Several years ago, I had to give my 9-year old son a little pep talk. For about a year he had been trying to design a trading card game, in the same vein as Pokémon. He had started, and quit, about five different versions, and during a conversation about why he had not cleaned his room all month (a dialogue that has become as familiar and loathed as a morning alarm), he confessed to me that he was worried that no one else would ever want to play his game, much less buy his cards. He told me that he couldn’t finish designing a game because halfway through, he’d start thinking about how his cards didn’t compare to what was already out there, and he was worried that he would spend all his time working on something that wasn’t marketable.
I listened to him, and then I said, “Buddy, just do what makes you happy and don’t worry about if it will sell or not.”

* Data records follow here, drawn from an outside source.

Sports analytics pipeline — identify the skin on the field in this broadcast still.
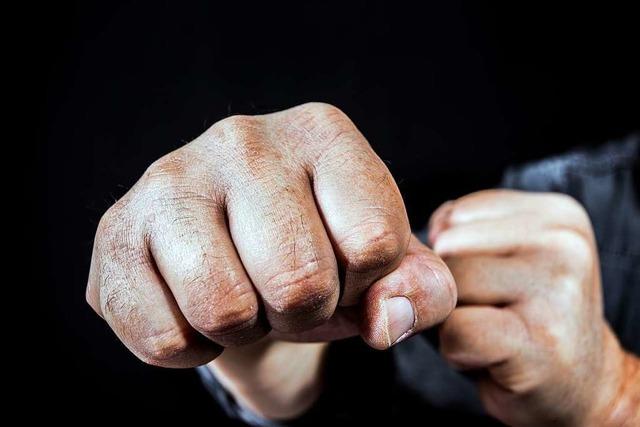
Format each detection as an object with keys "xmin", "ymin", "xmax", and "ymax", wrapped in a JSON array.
[
  {"xmin": 86, "ymin": 103, "xmax": 456, "ymax": 418},
  {"xmin": 429, "ymin": 190, "xmax": 640, "ymax": 427},
  {"xmin": 86, "ymin": 104, "xmax": 638, "ymax": 423},
  {"xmin": 209, "ymin": 235, "xmax": 455, "ymax": 419}
]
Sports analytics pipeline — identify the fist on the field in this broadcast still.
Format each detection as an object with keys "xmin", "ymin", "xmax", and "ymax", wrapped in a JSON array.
[
  {"xmin": 430, "ymin": 190, "xmax": 626, "ymax": 426},
  {"xmin": 87, "ymin": 103, "xmax": 456, "ymax": 368}
]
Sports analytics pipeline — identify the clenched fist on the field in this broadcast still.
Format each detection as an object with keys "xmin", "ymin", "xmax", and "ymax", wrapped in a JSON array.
[
  {"xmin": 86, "ymin": 103, "xmax": 456, "ymax": 369},
  {"xmin": 430, "ymin": 190, "xmax": 640, "ymax": 426}
]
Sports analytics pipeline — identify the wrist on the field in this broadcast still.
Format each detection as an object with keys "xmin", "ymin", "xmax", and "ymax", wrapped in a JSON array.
[
  {"xmin": 587, "ymin": 326, "xmax": 640, "ymax": 426},
  {"xmin": 601, "ymin": 350, "xmax": 640, "ymax": 426},
  {"xmin": 209, "ymin": 338, "xmax": 329, "ymax": 420}
]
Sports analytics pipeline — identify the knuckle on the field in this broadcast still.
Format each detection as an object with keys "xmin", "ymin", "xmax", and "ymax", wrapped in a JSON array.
[
  {"xmin": 411, "ymin": 251, "xmax": 458, "ymax": 317},
  {"xmin": 144, "ymin": 152, "xmax": 190, "ymax": 181},
  {"xmin": 438, "ymin": 318, "xmax": 462, "ymax": 355},
  {"xmin": 548, "ymin": 229, "xmax": 594, "ymax": 271},
  {"xmin": 550, "ymin": 193, "xmax": 592, "ymax": 231},
  {"xmin": 218, "ymin": 114, "xmax": 261, "ymax": 133},
  {"xmin": 317, "ymin": 114, "xmax": 357, "ymax": 145},
  {"xmin": 341, "ymin": 223, "xmax": 407, "ymax": 274},
  {"xmin": 290, "ymin": 103, "xmax": 361, "ymax": 150},
  {"xmin": 95, "ymin": 202, "xmax": 139, "ymax": 257},
  {"xmin": 551, "ymin": 272, "xmax": 588, "ymax": 310},
  {"xmin": 96, "ymin": 203, "xmax": 147, "ymax": 266},
  {"xmin": 434, "ymin": 265, "xmax": 458, "ymax": 314},
  {"xmin": 213, "ymin": 115, "xmax": 271, "ymax": 174},
  {"xmin": 138, "ymin": 328, "xmax": 190, "ymax": 366},
  {"xmin": 300, "ymin": 102, "xmax": 346, "ymax": 119},
  {"xmin": 439, "ymin": 310, "xmax": 474, "ymax": 348},
  {"xmin": 188, "ymin": 287, "xmax": 259, "ymax": 337},
  {"xmin": 496, "ymin": 375, "xmax": 542, "ymax": 395},
  {"xmin": 97, "ymin": 201, "xmax": 127, "ymax": 237},
  {"xmin": 552, "ymin": 192, "xmax": 585, "ymax": 214},
  {"xmin": 97, "ymin": 154, "xmax": 202, "ymax": 245},
  {"xmin": 215, "ymin": 115, "xmax": 265, "ymax": 152},
  {"xmin": 101, "ymin": 283, "xmax": 136, "ymax": 320},
  {"xmin": 141, "ymin": 161, "xmax": 217, "ymax": 222},
  {"xmin": 266, "ymin": 261, "xmax": 338, "ymax": 317},
  {"xmin": 141, "ymin": 156, "xmax": 192, "ymax": 200}
]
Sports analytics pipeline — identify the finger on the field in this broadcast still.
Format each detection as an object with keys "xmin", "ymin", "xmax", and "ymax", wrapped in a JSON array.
[
  {"xmin": 429, "ymin": 190, "xmax": 550, "ymax": 234},
  {"xmin": 475, "ymin": 377, "xmax": 532, "ymax": 427},
  {"xmin": 433, "ymin": 213, "xmax": 593, "ymax": 261},
  {"xmin": 269, "ymin": 306, "xmax": 360, "ymax": 342},
  {"xmin": 89, "ymin": 206, "xmax": 221, "ymax": 367},
  {"xmin": 427, "ymin": 191, "xmax": 528, "ymax": 245},
  {"xmin": 227, "ymin": 172, "xmax": 340, "ymax": 334},
  {"xmin": 432, "ymin": 216, "xmax": 544, "ymax": 257},
  {"xmin": 438, "ymin": 190, "xmax": 541, "ymax": 225},
  {"xmin": 147, "ymin": 184, "xmax": 267, "ymax": 347},
  {"xmin": 360, "ymin": 235, "xmax": 457, "ymax": 349},
  {"xmin": 439, "ymin": 306, "xmax": 528, "ymax": 371},
  {"xmin": 287, "ymin": 104, "xmax": 410, "ymax": 306},
  {"xmin": 427, "ymin": 200, "xmax": 454, "ymax": 245},
  {"xmin": 429, "ymin": 190, "xmax": 591, "ymax": 244},
  {"xmin": 445, "ymin": 255, "xmax": 532, "ymax": 305},
  {"xmin": 218, "ymin": 125, "xmax": 340, "ymax": 334}
]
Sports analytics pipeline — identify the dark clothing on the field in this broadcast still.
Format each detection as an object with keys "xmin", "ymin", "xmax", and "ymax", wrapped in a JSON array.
[{"xmin": 199, "ymin": 135, "xmax": 639, "ymax": 426}]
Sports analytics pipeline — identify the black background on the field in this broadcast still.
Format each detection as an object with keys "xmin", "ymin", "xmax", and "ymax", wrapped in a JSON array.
[{"xmin": 38, "ymin": 1, "xmax": 638, "ymax": 423}]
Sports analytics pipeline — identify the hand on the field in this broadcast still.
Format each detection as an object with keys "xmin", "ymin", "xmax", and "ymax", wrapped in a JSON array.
[
  {"xmin": 86, "ymin": 103, "xmax": 456, "ymax": 369},
  {"xmin": 430, "ymin": 190, "xmax": 639, "ymax": 426}
]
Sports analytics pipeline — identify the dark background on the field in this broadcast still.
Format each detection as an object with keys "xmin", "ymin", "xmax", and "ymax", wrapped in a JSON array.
[{"xmin": 38, "ymin": 1, "xmax": 638, "ymax": 422}]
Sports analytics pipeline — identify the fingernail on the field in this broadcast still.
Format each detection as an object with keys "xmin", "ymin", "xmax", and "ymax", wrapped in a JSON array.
[{"xmin": 385, "ymin": 297, "xmax": 415, "ymax": 346}]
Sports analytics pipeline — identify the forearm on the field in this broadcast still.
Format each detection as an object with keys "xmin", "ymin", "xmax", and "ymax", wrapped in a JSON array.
[{"xmin": 209, "ymin": 337, "xmax": 328, "ymax": 420}]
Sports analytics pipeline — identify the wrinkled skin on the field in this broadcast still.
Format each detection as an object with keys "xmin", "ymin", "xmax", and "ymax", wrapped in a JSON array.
[
  {"xmin": 430, "ymin": 190, "xmax": 640, "ymax": 427},
  {"xmin": 87, "ymin": 104, "xmax": 639, "ymax": 424},
  {"xmin": 86, "ymin": 103, "xmax": 456, "ymax": 369}
]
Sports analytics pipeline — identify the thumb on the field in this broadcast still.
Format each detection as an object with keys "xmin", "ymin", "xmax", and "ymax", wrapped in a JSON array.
[{"xmin": 360, "ymin": 234, "xmax": 457, "ymax": 349}]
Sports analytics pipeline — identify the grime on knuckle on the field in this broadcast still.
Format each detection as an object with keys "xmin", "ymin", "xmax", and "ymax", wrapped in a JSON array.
[
  {"xmin": 265, "ymin": 261, "xmax": 337, "ymax": 317},
  {"xmin": 341, "ymin": 223, "xmax": 407, "ymax": 274},
  {"xmin": 186, "ymin": 280, "xmax": 259, "ymax": 337}
]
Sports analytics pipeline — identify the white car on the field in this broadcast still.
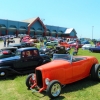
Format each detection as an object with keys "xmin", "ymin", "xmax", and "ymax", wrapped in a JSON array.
[{"xmin": 82, "ymin": 44, "xmax": 95, "ymax": 50}]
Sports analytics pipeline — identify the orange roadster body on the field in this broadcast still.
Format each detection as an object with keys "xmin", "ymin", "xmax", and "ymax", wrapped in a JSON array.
[{"xmin": 26, "ymin": 54, "xmax": 100, "ymax": 98}]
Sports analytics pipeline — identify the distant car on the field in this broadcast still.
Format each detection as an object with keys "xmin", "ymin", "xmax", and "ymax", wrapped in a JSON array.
[
  {"xmin": 25, "ymin": 54, "xmax": 100, "ymax": 98},
  {"xmin": 46, "ymin": 41, "xmax": 58, "ymax": 46},
  {"xmin": 68, "ymin": 41, "xmax": 83, "ymax": 48},
  {"xmin": 39, "ymin": 46, "xmax": 70, "ymax": 58},
  {"xmin": 0, "ymin": 47, "xmax": 51, "ymax": 79},
  {"xmin": 1, "ymin": 47, "xmax": 17, "ymax": 53},
  {"xmin": 82, "ymin": 44, "xmax": 95, "ymax": 50},
  {"xmin": 89, "ymin": 46, "xmax": 100, "ymax": 53},
  {"xmin": 54, "ymin": 46, "xmax": 70, "ymax": 54},
  {"xmin": 59, "ymin": 42, "xmax": 70, "ymax": 48},
  {"xmin": 81, "ymin": 40, "xmax": 90, "ymax": 45},
  {"xmin": 39, "ymin": 46, "xmax": 55, "ymax": 58},
  {"xmin": 0, "ymin": 50, "xmax": 15, "ymax": 59},
  {"xmin": 9, "ymin": 43, "xmax": 32, "ymax": 48}
]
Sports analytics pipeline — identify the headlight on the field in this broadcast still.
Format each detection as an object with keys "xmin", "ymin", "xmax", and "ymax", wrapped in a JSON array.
[
  {"xmin": 32, "ymin": 74, "xmax": 36, "ymax": 80},
  {"xmin": 45, "ymin": 78, "xmax": 50, "ymax": 85}
]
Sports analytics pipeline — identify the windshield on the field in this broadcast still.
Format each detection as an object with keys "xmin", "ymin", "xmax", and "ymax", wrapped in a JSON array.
[
  {"xmin": 15, "ymin": 50, "xmax": 21, "ymax": 56},
  {"xmin": 53, "ymin": 54, "xmax": 71, "ymax": 62}
]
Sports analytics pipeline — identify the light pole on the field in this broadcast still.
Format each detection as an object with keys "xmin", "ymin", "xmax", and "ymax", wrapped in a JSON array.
[{"xmin": 92, "ymin": 26, "xmax": 94, "ymax": 40}]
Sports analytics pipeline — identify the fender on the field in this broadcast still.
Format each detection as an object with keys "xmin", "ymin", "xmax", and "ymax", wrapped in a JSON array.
[{"xmin": 0, "ymin": 66, "xmax": 21, "ymax": 74}]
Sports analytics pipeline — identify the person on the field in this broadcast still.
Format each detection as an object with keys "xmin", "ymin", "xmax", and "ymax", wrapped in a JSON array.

But what I was thought was, Buddy, I feeeeel you.
On my computer, I have dozens of unfinished stories that I gave up on because 100 or 1,000 or 10,000 words in I became mired in the swamp of No one is ever going to want to read this. And sometimes when I pull them up, even I don’t want to read them. I was writing for some future agent or publisher, and not for myself, and it shows.
I also have dozens of finished stories on my computer that I love. Sometimes I come across one I haven’t read in a long time and I think, I wrote that? Dang, I’m pretty good. Whether you’re published or not, I imagine many writers struggle to keep writing what they want to write without overly focusing on what readers want to read, or what contracts and agents demand they produce. But if we only write for others, our quality suffers. So make sure that when you are writing, you’re writing for yourself. Don’t focus on your writing’s bankability. Everyone likes toast, sure, but no one gets excited about toast. Toast is safe, but it’s dry. Let your story be the thick, creamy, frothy, luscious, sinful, oozing, painful, burning, spicy, or taboo tale it was meant to be.